The appearance of the caravan was most impressive; their black horses, their martial air, and that squadron training which makes a musketeer’s mount keep in perfect step with his fellows would have betrayed the strictest incognito. The lackeys followed, armed to the teeth.

All went well as far as Chantilly which they reached at eight in the morning. Eager for breakfast, they alighted at an inn under a sign displaying Saint Martin giving half his cloak to a beggar. The lackeys were told to keep the horses saddled and to be ready to set off again immediately.

Our friends entered the common room and sat down. A gentleman who had just arrived by the Dammartin road was breakfasting at the same table. He started talking about the weather, the travelers answered, he drank their healths, and they returned the politeness.

But just as Mousqueton came to announce that their horses were ready and our friends rose, the stranger proposed to Porthos that they drink to the Cardinal.
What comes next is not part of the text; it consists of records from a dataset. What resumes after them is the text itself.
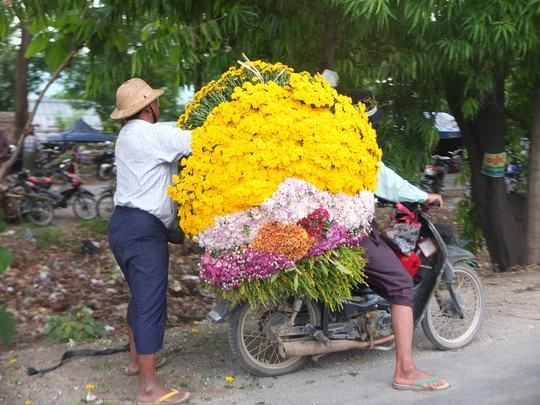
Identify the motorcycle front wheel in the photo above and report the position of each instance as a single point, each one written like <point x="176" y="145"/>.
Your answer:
<point x="39" y="212"/>
<point x="254" y="345"/>
<point x="442" y="325"/>
<point x="84" y="206"/>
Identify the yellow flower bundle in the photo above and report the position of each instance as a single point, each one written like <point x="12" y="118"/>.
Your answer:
<point x="260" y="124"/>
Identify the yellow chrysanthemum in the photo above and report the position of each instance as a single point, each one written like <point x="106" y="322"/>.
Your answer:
<point x="266" y="132"/>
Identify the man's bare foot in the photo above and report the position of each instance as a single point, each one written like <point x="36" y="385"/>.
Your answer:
<point x="418" y="380"/>
<point x="133" y="368"/>
<point x="163" y="395"/>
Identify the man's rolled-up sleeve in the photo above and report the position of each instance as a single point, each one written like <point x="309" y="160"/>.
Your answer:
<point x="393" y="187"/>
<point x="174" y="143"/>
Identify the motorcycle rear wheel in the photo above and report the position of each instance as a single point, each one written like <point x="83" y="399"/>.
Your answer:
<point x="254" y="346"/>
<point x="105" y="206"/>
<point x="39" y="212"/>
<point x="84" y="206"/>
<point x="441" y="324"/>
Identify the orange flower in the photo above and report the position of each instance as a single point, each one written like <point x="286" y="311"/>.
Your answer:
<point x="290" y="240"/>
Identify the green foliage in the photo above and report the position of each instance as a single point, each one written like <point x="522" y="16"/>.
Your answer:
<point x="7" y="326"/>
<point x="95" y="225"/>
<point x="48" y="236"/>
<point x="66" y="122"/>
<point x="329" y="278"/>
<point x="469" y="225"/>
<point x="7" y="322"/>
<point x="5" y="259"/>
<point x="76" y="324"/>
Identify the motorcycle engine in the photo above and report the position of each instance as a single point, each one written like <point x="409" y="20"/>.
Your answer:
<point x="373" y="325"/>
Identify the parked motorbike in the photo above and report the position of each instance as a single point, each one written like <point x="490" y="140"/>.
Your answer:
<point x="82" y="200"/>
<point x="432" y="180"/>
<point x="270" y="340"/>
<point x="26" y="199"/>
<point x="105" y="165"/>
<point x="105" y="202"/>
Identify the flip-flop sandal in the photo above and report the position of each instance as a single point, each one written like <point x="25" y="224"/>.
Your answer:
<point x="161" y="361"/>
<point x="420" y="385"/>
<point x="184" y="397"/>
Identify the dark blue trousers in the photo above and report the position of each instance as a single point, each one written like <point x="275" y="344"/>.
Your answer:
<point x="138" y="240"/>
<point x="385" y="273"/>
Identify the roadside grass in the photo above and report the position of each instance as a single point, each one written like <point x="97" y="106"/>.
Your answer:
<point x="47" y="237"/>
<point x="51" y="237"/>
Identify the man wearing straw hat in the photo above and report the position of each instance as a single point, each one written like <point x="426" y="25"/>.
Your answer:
<point x="146" y="158"/>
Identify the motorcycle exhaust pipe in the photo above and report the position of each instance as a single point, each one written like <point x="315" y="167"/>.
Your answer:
<point x="314" y="347"/>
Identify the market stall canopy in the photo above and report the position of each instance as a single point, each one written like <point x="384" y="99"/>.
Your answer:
<point x="447" y="126"/>
<point x="81" y="132"/>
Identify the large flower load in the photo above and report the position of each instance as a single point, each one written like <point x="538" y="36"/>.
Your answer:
<point x="278" y="189"/>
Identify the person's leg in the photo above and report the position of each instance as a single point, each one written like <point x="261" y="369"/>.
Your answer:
<point x="388" y="278"/>
<point x="144" y="262"/>
<point x="133" y="366"/>
<point x="406" y="372"/>
<point x="148" y="279"/>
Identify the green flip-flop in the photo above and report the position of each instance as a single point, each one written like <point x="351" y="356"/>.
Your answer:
<point x="420" y="385"/>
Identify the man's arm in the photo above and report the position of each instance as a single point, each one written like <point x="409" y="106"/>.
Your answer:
<point x="173" y="143"/>
<point x="393" y="187"/>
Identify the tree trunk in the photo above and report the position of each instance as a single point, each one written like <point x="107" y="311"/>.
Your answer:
<point x="501" y="214"/>
<point x="21" y="83"/>
<point x="533" y="192"/>
<point x="330" y="39"/>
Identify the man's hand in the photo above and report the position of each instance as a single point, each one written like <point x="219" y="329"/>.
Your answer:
<point x="432" y="197"/>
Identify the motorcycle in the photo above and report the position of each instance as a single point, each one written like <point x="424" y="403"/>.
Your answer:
<point x="82" y="200"/>
<point x="26" y="199"/>
<point x="105" y="165"/>
<point x="432" y="180"/>
<point x="275" y="339"/>
<point x="105" y="202"/>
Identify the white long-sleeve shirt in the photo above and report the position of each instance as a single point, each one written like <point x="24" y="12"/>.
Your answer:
<point x="393" y="187"/>
<point x="146" y="159"/>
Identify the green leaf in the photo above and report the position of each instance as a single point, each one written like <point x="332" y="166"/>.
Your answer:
<point x="55" y="54"/>
<point x="7" y="326"/>
<point x="38" y="44"/>
<point x="5" y="259"/>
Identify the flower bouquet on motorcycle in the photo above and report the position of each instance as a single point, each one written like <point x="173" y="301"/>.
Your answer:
<point x="279" y="187"/>
<point x="279" y="193"/>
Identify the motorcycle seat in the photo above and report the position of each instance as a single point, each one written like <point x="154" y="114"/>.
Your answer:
<point x="363" y="290"/>
<point x="40" y="180"/>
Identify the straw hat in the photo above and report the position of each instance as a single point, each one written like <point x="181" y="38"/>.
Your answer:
<point x="132" y="96"/>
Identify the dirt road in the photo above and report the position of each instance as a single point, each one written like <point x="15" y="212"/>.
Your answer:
<point x="501" y="366"/>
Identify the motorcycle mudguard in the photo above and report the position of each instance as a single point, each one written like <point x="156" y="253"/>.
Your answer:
<point x="455" y="256"/>
<point x="220" y="311"/>
<point x="85" y="191"/>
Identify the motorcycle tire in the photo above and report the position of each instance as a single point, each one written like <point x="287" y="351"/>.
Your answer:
<point x="105" y="205"/>
<point x="84" y="206"/>
<point x="441" y="324"/>
<point x="40" y="212"/>
<point x="105" y="173"/>
<point x="256" y="350"/>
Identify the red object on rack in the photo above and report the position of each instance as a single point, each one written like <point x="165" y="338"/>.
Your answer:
<point x="410" y="262"/>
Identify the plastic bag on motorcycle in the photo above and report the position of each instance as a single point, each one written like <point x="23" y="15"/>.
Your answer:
<point x="404" y="232"/>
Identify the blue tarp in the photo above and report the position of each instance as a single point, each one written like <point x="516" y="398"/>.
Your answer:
<point x="447" y="126"/>
<point x="81" y="132"/>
Porthos replied that he would like nothing better if the stranger would, in turn, drink to the King. The stranger countered that he recognized no other King but His Eminence. Porthos called him a drunkard; the stranger drew his sword.
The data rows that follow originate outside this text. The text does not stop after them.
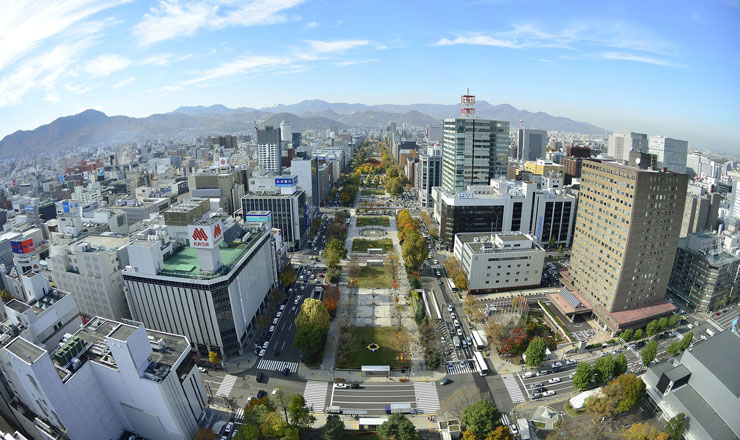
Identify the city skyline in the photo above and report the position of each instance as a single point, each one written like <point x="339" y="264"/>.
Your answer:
<point x="672" y="76"/>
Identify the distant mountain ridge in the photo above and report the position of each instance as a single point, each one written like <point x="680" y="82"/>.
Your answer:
<point x="92" y="127"/>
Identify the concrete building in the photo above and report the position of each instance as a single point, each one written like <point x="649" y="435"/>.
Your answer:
<point x="269" y="149"/>
<point x="704" y="276"/>
<point x="90" y="267"/>
<point x="106" y="379"/>
<point x="625" y="241"/>
<point x="531" y="144"/>
<point x="289" y="213"/>
<point x="428" y="174"/>
<point x="498" y="262"/>
<point x="473" y="152"/>
<point x="506" y="206"/>
<point x="671" y="152"/>
<point x="621" y="143"/>
<point x="703" y="384"/>
<point x="210" y="291"/>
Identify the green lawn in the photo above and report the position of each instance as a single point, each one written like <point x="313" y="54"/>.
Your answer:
<point x="362" y="245"/>
<point x="373" y="221"/>
<point x="372" y="192"/>
<point x="358" y="355"/>
<point x="371" y="277"/>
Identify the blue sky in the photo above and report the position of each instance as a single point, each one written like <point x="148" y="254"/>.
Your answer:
<point x="658" y="67"/>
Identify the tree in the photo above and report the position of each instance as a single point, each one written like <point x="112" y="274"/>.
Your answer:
<point x="649" y="352"/>
<point x="480" y="417"/>
<point x="584" y="376"/>
<point x="627" y="335"/>
<point x="536" y="352"/>
<point x="620" y="365"/>
<point x="300" y="414"/>
<point x="415" y="250"/>
<point x="214" y="358"/>
<point x="333" y="429"/>
<point x="638" y="334"/>
<point x="397" y="427"/>
<point x="676" y="426"/>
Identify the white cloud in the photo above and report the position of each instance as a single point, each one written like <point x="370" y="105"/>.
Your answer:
<point x="124" y="82"/>
<point x="175" y="18"/>
<point x="106" y="64"/>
“You were foolish,” said Athos, “but, never mind, you can’t draw back now. Kill the man and join us as soon as you can.”

All three remounted their horses and left at a gallop while Porthos was promising his opponent to puncture him with every thrust known to fencing.
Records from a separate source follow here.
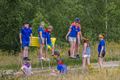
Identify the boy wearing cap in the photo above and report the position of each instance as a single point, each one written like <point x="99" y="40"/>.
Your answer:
<point x="101" y="50"/>
<point x="25" y="34"/>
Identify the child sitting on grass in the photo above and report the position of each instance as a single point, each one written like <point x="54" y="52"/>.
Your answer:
<point x="61" y="67"/>
<point x="26" y="69"/>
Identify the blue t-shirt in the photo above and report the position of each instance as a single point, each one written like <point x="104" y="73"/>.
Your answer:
<point x="41" y="29"/>
<point x="25" y="32"/>
<point x="48" y="37"/>
<point x="74" y="31"/>
<point x="102" y="43"/>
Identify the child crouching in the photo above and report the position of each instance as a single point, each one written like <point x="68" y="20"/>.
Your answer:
<point x="61" y="67"/>
<point x="26" y="69"/>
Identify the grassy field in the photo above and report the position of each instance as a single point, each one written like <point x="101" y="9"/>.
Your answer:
<point x="94" y="74"/>
<point x="8" y="61"/>
<point x="13" y="61"/>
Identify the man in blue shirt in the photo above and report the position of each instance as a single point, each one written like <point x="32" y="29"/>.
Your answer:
<point x="101" y="50"/>
<point x="25" y="34"/>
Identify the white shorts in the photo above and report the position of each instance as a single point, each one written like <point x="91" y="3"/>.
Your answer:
<point x="72" y="39"/>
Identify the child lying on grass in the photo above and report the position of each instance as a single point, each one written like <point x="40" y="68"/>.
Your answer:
<point x="61" y="67"/>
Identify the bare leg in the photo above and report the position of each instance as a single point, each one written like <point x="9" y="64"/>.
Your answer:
<point x="83" y="63"/>
<point x="25" y="52"/>
<point x="71" y="48"/>
<point x="100" y="62"/>
<point x="74" y="43"/>
<point x="88" y="60"/>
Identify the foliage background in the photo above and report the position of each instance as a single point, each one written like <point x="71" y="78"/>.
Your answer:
<point x="95" y="15"/>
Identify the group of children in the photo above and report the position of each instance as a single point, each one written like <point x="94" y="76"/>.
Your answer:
<point x="74" y="37"/>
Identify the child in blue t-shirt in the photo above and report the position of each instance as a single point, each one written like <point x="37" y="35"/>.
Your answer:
<point x="101" y="50"/>
<point x="61" y="67"/>
<point x="42" y="36"/>
<point x="25" y="34"/>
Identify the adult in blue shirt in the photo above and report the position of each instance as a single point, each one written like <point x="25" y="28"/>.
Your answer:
<point x="72" y="36"/>
<point x="42" y="36"/>
<point x="25" y="34"/>
<point x="101" y="50"/>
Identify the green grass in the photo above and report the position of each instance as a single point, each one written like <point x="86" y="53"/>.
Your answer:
<point x="95" y="74"/>
<point x="13" y="62"/>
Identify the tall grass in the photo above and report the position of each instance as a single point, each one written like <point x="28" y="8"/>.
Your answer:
<point x="13" y="61"/>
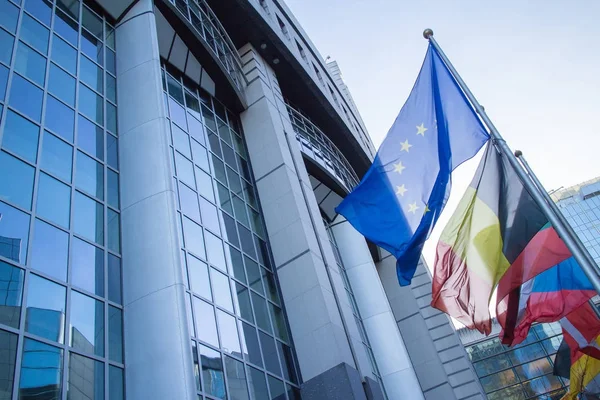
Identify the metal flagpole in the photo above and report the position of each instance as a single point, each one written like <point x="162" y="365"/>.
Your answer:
<point x="589" y="268"/>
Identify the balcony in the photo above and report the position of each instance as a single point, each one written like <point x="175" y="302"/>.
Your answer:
<point x="317" y="146"/>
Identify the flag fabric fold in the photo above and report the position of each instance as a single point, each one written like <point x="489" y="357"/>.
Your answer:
<point x="402" y="195"/>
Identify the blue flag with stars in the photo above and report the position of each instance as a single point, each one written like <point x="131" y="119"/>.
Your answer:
<point x="402" y="195"/>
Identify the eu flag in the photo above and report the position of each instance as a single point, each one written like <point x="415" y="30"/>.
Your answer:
<point x="402" y="195"/>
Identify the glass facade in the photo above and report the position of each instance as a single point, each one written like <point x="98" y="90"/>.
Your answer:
<point x="60" y="266"/>
<point x="238" y="329"/>
<point x="523" y="371"/>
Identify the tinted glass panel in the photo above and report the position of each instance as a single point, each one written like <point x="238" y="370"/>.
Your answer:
<point x="41" y="371"/>
<point x="16" y="181"/>
<point x="87" y="324"/>
<point x="87" y="267"/>
<point x="50" y="250"/>
<point x="54" y="200"/>
<point x="45" y="309"/>
<point x="57" y="157"/>
<point x="11" y="295"/>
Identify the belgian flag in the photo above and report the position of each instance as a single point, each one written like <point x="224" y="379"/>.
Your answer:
<point x="497" y="235"/>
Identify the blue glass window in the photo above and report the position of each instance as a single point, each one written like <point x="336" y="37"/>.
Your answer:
<point x="26" y="97"/>
<point x="89" y="218"/>
<point x="90" y="138"/>
<point x="41" y="371"/>
<point x="114" y="279"/>
<point x="87" y="267"/>
<point x="60" y="118"/>
<point x="30" y="64"/>
<point x="112" y="183"/>
<point x="66" y="27"/>
<point x="45" y="309"/>
<point x="115" y="334"/>
<point x="57" y="157"/>
<point x="64" y="55"/>
<point x="87" y="324"/>
<point x="62" y="85"/>
<point x="91" y="104"/>
<point x="11" y="295"/>
<point x="14" y="233"/>
<point x="91" y="74"/>
<point x="35" y="34"/>
<point x="16" y="181"/>
<point x="89" y="175"/>
<point x="50" y="250"/>
<point x="9" y="14"/>
<point x="54" y="200"/>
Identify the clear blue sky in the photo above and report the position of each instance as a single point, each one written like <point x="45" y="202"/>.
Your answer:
<point x="534" y="65"/>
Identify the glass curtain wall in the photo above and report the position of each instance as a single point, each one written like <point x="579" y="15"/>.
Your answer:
<point x="522" y="372"/>
<point x="60" y="265"/>
<point x="239" y="337"/>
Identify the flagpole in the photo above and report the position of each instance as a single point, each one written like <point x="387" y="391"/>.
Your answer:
<point x="589" y="269"/>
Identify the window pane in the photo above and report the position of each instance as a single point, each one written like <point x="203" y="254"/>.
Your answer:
<point x="206" y="328"/>
<point x="91" y="104"/>
<point x="60" y="118"/>
<point x="114" y="231"/>
<point x="57" y="157"/>
<point x="90" y="175"/>
<point x="86" y="378"/>
<point x="41" y="371"/>
<point x="87" y="324"/>
<point x="89" y="218"/>
<point x="30" y="64"/>
<point x="194" y="238"/>
<point x="64" y="55"/>
<point x="90" y="138"/>
<point x="115" y="383"/>
<point x="45" y="309"/>
<point x="62" y="85"/>
<point x="26" y="97"/>
<point x="16" y="181"/>
<point x="20" y="136"/>
<point x="87" y="267"/>
<point x="11" y="295"/>
<point x="14" y="233"/>
<point x="50" y="250"/>
<point x="236" y="379"/>
<point x="199" y="281"/>
<point x="115" y="334"/>
<point x="212" y="372"/>
<point x="34" y="33"/>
“There goes victim Number One,” said Athos after they had advanced some five hundred paces.

“But why did the fellow choose Porthos?” Aramis asked.

“Porthos spoke louder than the rest of us,” D’Artagnan explained. “The fellow took him for our leader.”

“Ah, this lad from Gascony is a well of wisdom,” Athos murmured.

And the travelers continued on their way.

At Beauvais they stopped to give their horses a breathing spell and to wait for Porthos. After two hours, Porthos having failed to arrive or to forward news, they resumed their journey.

A league from Beauvais, at a place where the road narrowed between two high banks, they came upon a dozen men who, taking advantage of the fact that the road was unpaved at that spot, seemed to be busy digging holes to deepen the muddy ruts.

Aramis, fearing to soil his boots in this artificial trench, cursed them roundly. Athos sought to restrain him but it was too late. The workmen started to jeer at the travelers; at their insolence even the phlegmatic Athos lost his head and urged his horse against one of them.

At this the workmen retreated as far as the ditch from which each produced a hidden musket. The result was that our seven travelers were literally riddled with bullets. Aramis received one which pierced his shoulder; Mousqueton another which embedded itself in the fleshy parts which prolong the small of the back. Only Mousqueton fell from his horse—not that he was badly hurt, but as he could not see his wound he fancied himself more seriously hurt than he was.

“This is an ambush,” said D’Artagnan. “Don’t waste a shot! Let us be off!”

Aramis, wounded though he was, seized his horse’s mane and was borne off headlong with the rest. Mousqueton’s horse, rejoining the group, galloped on in formation, riderless.

“That will give us a remount,” said Athos.

“I would prefer a hat,” D’Artagnan remarked. “Mine was carried away by a bullet. How very fortunate that I did not carry my letter in it.”

“Look here,” Aramis said anxiously, “do you realize they’ll kill poor Porthos when he comes up?”

“If Porthos were on his legs he would have joined us long ago. I fancy that on the dueling ground that so-called drunkard sobered up miraculously!”

They galloped on for another two hours at top speed though their horses began to give signs of failing.